In any startup, pivoting is inevitable at some point. It’s not a matter of if, it’s when. Unfortunately, the pivot has become so successful that many entrepreneurs pivot too early, before they hit a wall.
Roomba is the perfect example of how to keep progressing toward a goal. Go until you can’t go anymore, pause, reestablish a different path, keep working. So many hugely successful businesses were successful because they pivoted — YouTube, Yelp, Shopify — but, had they not already been moving, they would not have had the opportunity to hit a wall, pause, and pivot.
The corners are important
The most successful people I know are painstakingly thorough when it counts. My Roomba recognizes that cleaning the floor is not just about making sure the center of the floor is sparkly. She cleans the corners of the room as well. She doesn’t just clean the corners, she focuses on the corners.
Why is this important in entrepreneurship? The dirt in the corners tends to multiply. In your company, if there are small things that you identify that can be cleaned up, it’s likely that if you don’t address them, they’ll spill out onto the main floor of your business.
It’s easy to focus on the macro, to maximize productivity, and to sweep any issues that are in the “corner” of our vision under the proverbial rug (pun intended).
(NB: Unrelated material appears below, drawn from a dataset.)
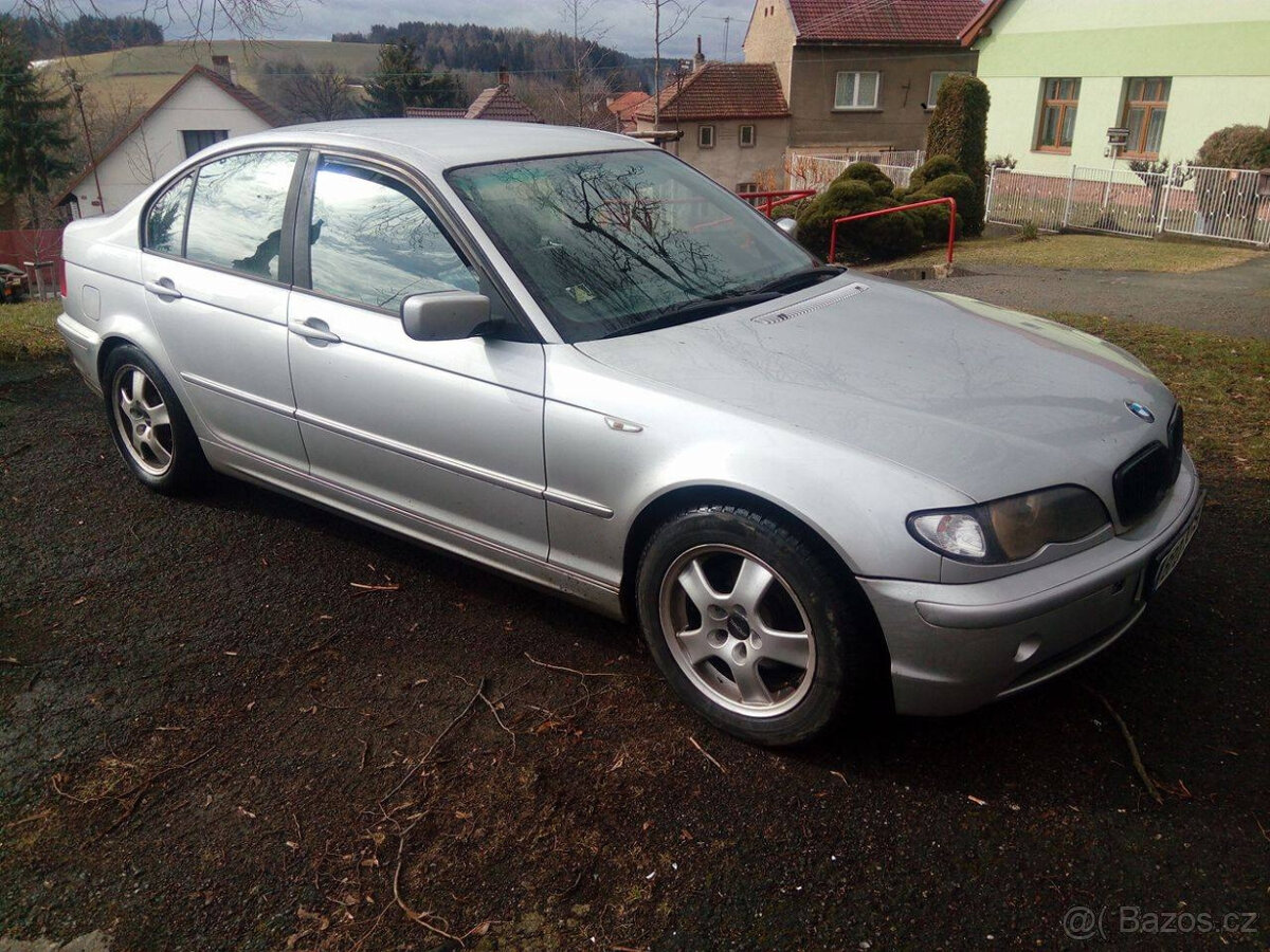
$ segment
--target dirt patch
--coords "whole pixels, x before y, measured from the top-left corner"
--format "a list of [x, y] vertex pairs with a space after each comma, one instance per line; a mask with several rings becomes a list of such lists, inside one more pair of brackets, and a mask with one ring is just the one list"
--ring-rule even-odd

Here’s the thing — people notice this. The companies that sweat the small stuff, the ones that give extra attention to the small details, are the ones that enjoy the greatest successes.
One of my favorite examples of detail-oriented success is that of Richard Branson and the Virgin Atlantic salt and pepper shakers. People were stealing windmill-shaped salt and pepper shakers from Virgin flights — to the tune of $3 million. But, rather than remove the shakers, Branson chose to write “Pinched from Virgin Atlantic” on the bottom and quickly created a brilliant marketing scheme.
Whether it’s personally replying to the one disgruntled customer’s email, stamping a witty quote on the bottom of your packaging, or any other detail, in any startup, the smallest details can yield the biggest outcomes.
As I watch my Roomba complete her work, I send this wish to all of you entrepreneurs: May you work to clean the corners of your startup, pause and pivot when encountering obstacles, and maintain grace on the top and grind on the bottom.